Now, Richard Schwartz, a mathematician at Brown University, has proposed an elegant solution to this problem, which was originally posed by mathematicians Charles Weaver and Benjamin Halpern in 1977.

In their paper, Halpern and Weaver pose a limit for Möbius strips based on the familiar geometry of folded bits of solid paper – that the ratio between the length and width of the paper must be greater than √3, or around 1.73.

For example, a Möbius strip one centimeter in length would need to be wider than √3 or 1.73 centimeters.

Schwartz says he became “hooked” on the Möbius strip problem after learning about it four years ago during a conversation with a colleague.

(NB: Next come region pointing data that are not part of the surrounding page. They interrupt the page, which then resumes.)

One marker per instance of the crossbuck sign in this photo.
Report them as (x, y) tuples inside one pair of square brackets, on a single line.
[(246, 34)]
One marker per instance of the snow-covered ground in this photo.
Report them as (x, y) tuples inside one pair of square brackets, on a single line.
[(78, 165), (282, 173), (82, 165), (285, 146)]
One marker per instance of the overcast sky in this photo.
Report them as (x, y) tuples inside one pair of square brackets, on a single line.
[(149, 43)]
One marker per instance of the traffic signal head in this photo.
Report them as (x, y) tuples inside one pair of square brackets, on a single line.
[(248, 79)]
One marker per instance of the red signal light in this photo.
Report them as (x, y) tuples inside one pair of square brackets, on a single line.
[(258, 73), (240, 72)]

He had several stabs at solving it over the years and published a paper in 2021 with a promising approach that ultimately fell short.

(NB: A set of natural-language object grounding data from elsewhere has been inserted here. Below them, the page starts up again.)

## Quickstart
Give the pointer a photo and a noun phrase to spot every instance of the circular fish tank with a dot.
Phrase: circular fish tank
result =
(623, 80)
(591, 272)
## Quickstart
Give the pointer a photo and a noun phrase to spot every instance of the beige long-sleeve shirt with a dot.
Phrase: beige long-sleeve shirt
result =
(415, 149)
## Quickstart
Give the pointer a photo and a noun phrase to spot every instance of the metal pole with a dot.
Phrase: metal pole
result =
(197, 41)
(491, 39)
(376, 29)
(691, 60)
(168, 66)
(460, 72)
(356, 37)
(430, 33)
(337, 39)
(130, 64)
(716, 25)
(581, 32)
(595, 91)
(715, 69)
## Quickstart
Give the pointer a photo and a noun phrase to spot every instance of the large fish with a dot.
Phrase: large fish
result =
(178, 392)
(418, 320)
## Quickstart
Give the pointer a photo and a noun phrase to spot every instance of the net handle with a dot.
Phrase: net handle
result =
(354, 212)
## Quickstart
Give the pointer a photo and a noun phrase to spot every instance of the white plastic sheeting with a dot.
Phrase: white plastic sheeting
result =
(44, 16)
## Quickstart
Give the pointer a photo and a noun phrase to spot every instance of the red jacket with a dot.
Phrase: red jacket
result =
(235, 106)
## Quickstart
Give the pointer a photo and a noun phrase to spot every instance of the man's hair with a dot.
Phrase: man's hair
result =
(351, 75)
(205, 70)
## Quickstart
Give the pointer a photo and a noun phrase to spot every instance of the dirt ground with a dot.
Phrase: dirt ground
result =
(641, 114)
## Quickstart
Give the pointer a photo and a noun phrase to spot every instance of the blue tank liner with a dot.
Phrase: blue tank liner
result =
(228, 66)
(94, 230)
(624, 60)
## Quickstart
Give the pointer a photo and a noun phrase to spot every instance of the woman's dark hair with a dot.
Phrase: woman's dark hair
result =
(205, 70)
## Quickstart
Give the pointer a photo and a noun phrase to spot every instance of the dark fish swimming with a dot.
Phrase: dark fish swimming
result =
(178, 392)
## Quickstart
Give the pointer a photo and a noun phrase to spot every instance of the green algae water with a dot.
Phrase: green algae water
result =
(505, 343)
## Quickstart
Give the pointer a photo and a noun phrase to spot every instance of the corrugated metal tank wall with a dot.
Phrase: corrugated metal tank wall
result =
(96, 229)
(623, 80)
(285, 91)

Schwartz couldn’t leave the problem alone and recently started experimenting with squashing paper Möbius strips in the hope that the 2D shape would be easier to tackle mathematically.

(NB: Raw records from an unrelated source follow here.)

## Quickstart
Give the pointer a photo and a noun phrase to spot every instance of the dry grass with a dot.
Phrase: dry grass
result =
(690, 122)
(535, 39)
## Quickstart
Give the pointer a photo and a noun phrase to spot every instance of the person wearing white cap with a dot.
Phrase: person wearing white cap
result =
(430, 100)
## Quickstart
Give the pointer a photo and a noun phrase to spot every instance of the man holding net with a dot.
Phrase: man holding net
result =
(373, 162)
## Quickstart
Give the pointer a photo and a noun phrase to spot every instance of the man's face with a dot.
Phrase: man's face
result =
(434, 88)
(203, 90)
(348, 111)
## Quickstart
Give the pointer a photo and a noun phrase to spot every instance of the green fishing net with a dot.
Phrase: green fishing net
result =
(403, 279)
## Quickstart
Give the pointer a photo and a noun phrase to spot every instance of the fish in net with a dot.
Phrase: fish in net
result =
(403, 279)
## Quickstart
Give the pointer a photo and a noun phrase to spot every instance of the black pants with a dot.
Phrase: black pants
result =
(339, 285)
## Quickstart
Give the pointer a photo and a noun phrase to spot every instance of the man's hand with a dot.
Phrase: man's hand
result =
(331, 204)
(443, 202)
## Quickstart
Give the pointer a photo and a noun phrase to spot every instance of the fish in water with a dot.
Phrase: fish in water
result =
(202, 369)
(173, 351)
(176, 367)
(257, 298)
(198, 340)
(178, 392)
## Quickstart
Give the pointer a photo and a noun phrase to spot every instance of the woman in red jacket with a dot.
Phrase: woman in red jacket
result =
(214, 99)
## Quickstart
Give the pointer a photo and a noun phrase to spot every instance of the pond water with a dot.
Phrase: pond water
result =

But when he cut open one of these loops at an angle (which was necessary to solve his optimization problem), he saw something he did not expect.

To create a Möbius strip, give a piece of paper an odd number of twists before sticking the ends together. (Jennifer Crandall/YouTube)

The 2D length of paper didn’t look like a parallelogram, as he had reported in his first paper. Rather, it was a trapezoid – a shape with four, straight sides, where only two of the sides are parallel to one another.

“Embarrassingly, I discovered recently that I made an error in setting up the optimization problem,” Schwartz writes.

Over three sleepless nights – and with some help from a few colleagues – Schwartz corrected his error and found “a really nice proof” for the intermediate step “that greatly simplified” the paper.

“I was amazed and delighted to discover that when I did the optimization problem correctly, I got … √3 right on the nose!” he writes.

Cutting open a complex Möbius strip (right) created a trapezoid (left). (Schwartz/arXiv)

Möbius strips have many strange properties, which has made them objects of fascination since they were described in 1858 by German mathematicians August Möbius and Johann Listing.

Möbius strips are unorientable. This means that an ant wandering around a Möbius strip is never truly on the ‘inside’ or ‘outside’ or ‘top’ or ‘bottom’ of the shape.

Ants crawling on the surface of a Möbius strip must make two loops before they return to their original location. (romullus3d/YouTube)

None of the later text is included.